Well, that's fair enough, things move on. But, just in case it makes a difference, I hope those involved won't mind me tagging the last 3 committers to verify I should find another approach? - @jaredpar @alexsorokoletov @davkean
@kierenj indeed, I did not get any notifications on that project. I guess Jared will have clearer picture. In my understanding, this approach (using Roslyn) is the most correct and straightforward. You can compile it against .NET/Mono and use the output.
I worked in a separate branch to run that thing using .NET Core but many dependencies are not yet there and there is some work to get them in.
I guess this project is alive in a way that you can use it. Lack of development is probably because recent .NET Standard 2 release.
@karelz also.
This isn't a supported tool or product. It was a "hey we have a bunch of code that we are opening sourcing that has different code styles - let's fix that". Along the road we made changes as we open sourced more code. As we've stopped porting code - we stopped needing it as much.
We wrote it to scratch an itch - that itch has been scratched, so no focus on it anymore.
@davkean First of all, thank you for sharing this code and "product". I'm grateful we have it (and assume many of people who contributed to issues and PRs).
What we need to understand is the future of this repo/code/tool. There is a number of PRs ready to be merged and many good (as far as I can see).

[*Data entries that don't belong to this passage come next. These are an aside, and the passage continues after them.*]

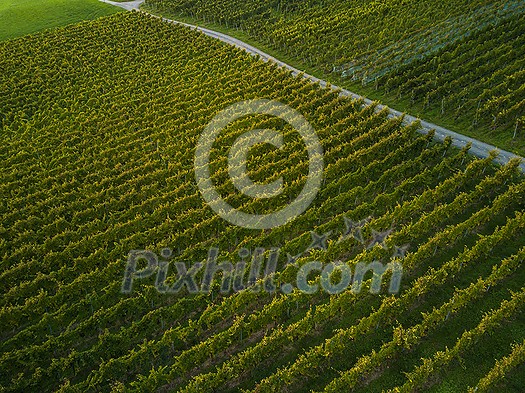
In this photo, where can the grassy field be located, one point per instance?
(20, 17)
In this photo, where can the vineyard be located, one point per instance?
(459, 64)
(100, 122)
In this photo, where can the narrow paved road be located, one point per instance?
(479, 149)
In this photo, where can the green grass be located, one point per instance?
(21, 17)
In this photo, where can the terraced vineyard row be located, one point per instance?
(98, 136)
(457, 64)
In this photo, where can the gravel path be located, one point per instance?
(479, 149)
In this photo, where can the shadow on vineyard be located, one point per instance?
(101, 126)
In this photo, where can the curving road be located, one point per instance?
(479, 149)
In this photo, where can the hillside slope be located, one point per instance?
(99, 131)
(446, 63)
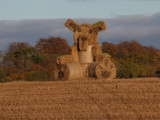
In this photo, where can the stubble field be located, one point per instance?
(119, 99)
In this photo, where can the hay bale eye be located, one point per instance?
(79, 30)
(90, 31)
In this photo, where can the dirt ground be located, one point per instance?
(119, 99)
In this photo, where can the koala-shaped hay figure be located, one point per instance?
(86, 59)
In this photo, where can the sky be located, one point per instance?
(30, 20)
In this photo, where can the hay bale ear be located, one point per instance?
(72, 25)
(99, 26)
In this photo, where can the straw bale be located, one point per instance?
(65, 59)
(69, 71)
(63, 72)
(102, 57)
(96, 49)
(72, 25)
(91, 69)
(74, 53)
(100, 70)
(105, 72)
(86, 56)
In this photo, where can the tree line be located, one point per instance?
(22, 61)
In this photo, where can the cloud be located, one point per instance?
(144, 29)
(81, 0)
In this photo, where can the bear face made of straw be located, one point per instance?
(85, 34)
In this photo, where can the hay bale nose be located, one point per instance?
(83, 38)
(82, 44)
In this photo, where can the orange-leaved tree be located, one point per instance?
(53, 45)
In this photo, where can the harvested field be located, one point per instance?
(119, 99)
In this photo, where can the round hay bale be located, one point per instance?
(91, 69)
(86, 56)
(105, 71)
(70, 71)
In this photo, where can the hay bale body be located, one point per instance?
(101, 70)
(70, 71)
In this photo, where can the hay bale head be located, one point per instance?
(85, 34)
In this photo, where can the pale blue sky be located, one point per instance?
(46, 9)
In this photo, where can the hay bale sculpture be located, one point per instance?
(86, 59)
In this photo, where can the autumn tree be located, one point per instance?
(53, 45)
(133, 59)
(21, 55)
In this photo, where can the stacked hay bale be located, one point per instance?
(86, 59)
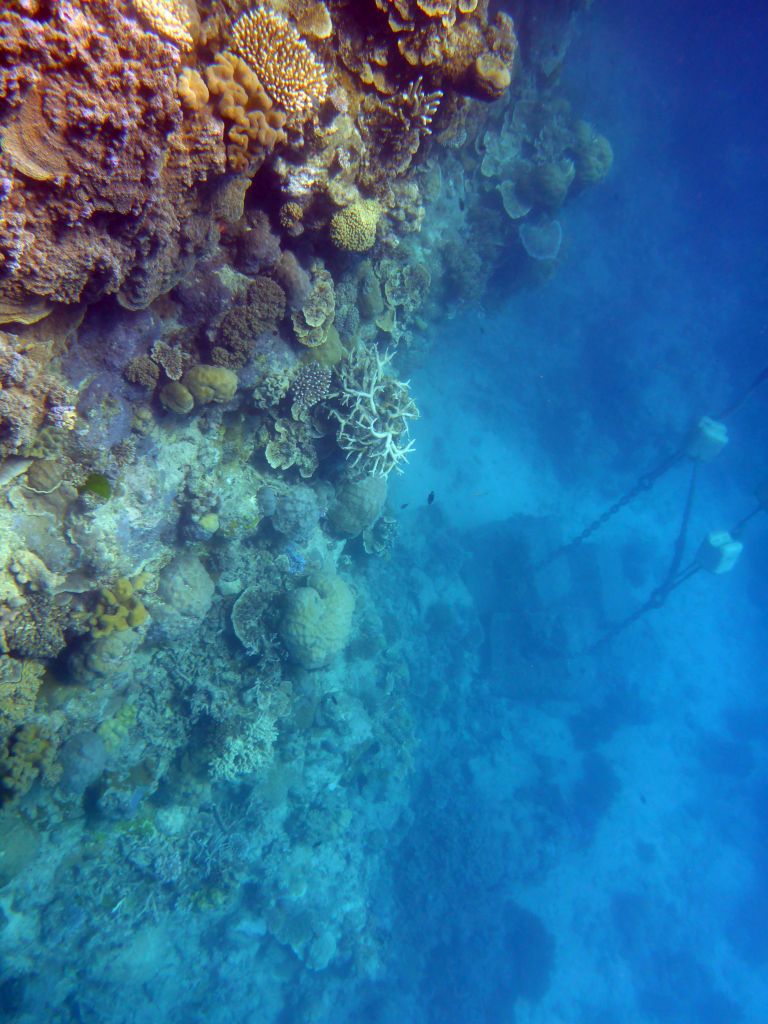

Do we fork that repo and go there and contribute in a new place? Wondering what are your thoughts.
Thank you
FWIW, I wrote a 30-line powershell function that will convert a VS 2017 .csproj (including .NET core .csprojs) to a primitive VS 2015 .csproj, so codeformatter can still format my code. It's a hack and a half, but it works for my purposes. It's here: https://github.com/GoogleCloudPlatform/dotnet-docs-samples/blob/442e0ef50e58acc5e0414cef31801e394b932724/BuildTools.psm1#L460
When I was looking for an automatic C# style formatter, my used search engine showed up this project quite at the top. I am glad I looked further: dotnet-format is probably the tool you should use today.